Talk about another self-righteous guy. :p

horatio83 said:
Yep, plenty of self-righteousness, simplifications and neat little catchphrases on one side of the debate.
Instead of going at him ad hominem, you could have at least tried to offer some kind of valid counter argument.

He pretty much destroyed the pseudo-scientific foundations on which the whole (so-called) "dilemma" was based. And once that is out of the picture, the rest crumbles by itself.
 
Yep, you'd have to help both or none. If you apply human ethics galaxy-wide you cannot play pick and choose, you'd have to cure the Valakans and liberate the Menk. Folks who argue against the PD ignore the latter.
Or you stay out and help neither (at the cost of the other) which is obviously what I am arguing for.

Free them of what exactly? By Phlox's account they're currently nothing more than intelligent chimps who, may, make an evolutionary leap in a thousand years. You going to make sure that the Valakians put them in zoos' and in forests?

I just re-watched this episode and they don't offer a single reason to save the Valakians other than human stupidity. That, my friend, is the writer leading you to their preferred moral conclusion.
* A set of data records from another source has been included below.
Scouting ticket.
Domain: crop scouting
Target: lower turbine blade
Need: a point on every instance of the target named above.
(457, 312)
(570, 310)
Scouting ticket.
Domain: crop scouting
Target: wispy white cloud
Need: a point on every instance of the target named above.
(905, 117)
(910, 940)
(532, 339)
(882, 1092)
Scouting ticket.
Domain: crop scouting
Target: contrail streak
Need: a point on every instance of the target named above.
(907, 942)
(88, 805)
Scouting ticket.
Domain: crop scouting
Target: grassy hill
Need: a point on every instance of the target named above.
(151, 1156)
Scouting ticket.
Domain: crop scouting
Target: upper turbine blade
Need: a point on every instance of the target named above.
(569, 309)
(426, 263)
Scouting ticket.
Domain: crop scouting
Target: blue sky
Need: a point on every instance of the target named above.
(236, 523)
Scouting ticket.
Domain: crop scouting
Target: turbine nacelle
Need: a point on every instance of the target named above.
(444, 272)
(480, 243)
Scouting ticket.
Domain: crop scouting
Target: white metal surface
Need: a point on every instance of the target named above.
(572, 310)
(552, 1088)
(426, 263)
I think the SFdebris (Maximum Strength-Fuck Off! is comic gold) review really says it all, you don't evolve to die. Evolution is about adapting to your environment to survive.
 
So, you're saying the Federation should tolerate the enslavement of the Menk, but, should be found guilty of Genocide for providing the Genetic cure for the Valakians? Actively supporting the enslavement of one race by saving another? You honeslt don't see the hypocrasy of that position? If you're going to interfere, you have to interfere in both situations, if you're going to ignore one, you need to ignore both. Taking the Valakians side is no less immoral than taking the Menk's side, IMHO.
Yep, you'd have to help both or none. If you apply human ethics galaxy-wide you cannot play pick and choose, you'd have to cure the Valakans and liberate the Menk. Folks who argue against the PD ignore the latter.
Or you stay out and help neither (at the cost of the other) which is obviously what I am arguing for

Not that I have to, Phlox showed neatly that we we perceive as enslavement is a symbiotic relationship. On other worlds (like our own) one sentient species might have killed the other, here they found a stable and peaceful relationship. Precisely because we lack Phlox' view, precisely because we only know our own history and cannot perceive this as anything else but slavery we have no right to interfere on either side.
Ah, OK, I got lost, I guess. I thought you were one of the ones calling inaction with the cure Genocide, and then to see you advocating we can't impose our values against slavery on other cultures, it was confusing.
 
I wonder if there are any episodes or books that actually look at both sides of the Prime Directive?
 
I think that all good Prime Directive episodes offer both perspectives. In Dear Doctor it is the human vs. the Denobulan perspective (and despite personally totally siding with Phlox I really would have loved to see the original ending where Archer did not adopt Phlox' suggestion and helped the Valakans), in Cogenitor you sympathize the entire time with Trip and in Pen Pals they decide to help the little girl. I am sure there are more such PD episodes but these are the only ones which come to mind.
 
Why don't you say then immediately that you want to see an anti-PD story?

I might be a hardcore PD advocate but gee, I rather take one of these controversial stories that shows both perspectives than something one-sided which just reinforces my opinion. Being challenged via the dialectics of a story is more fun.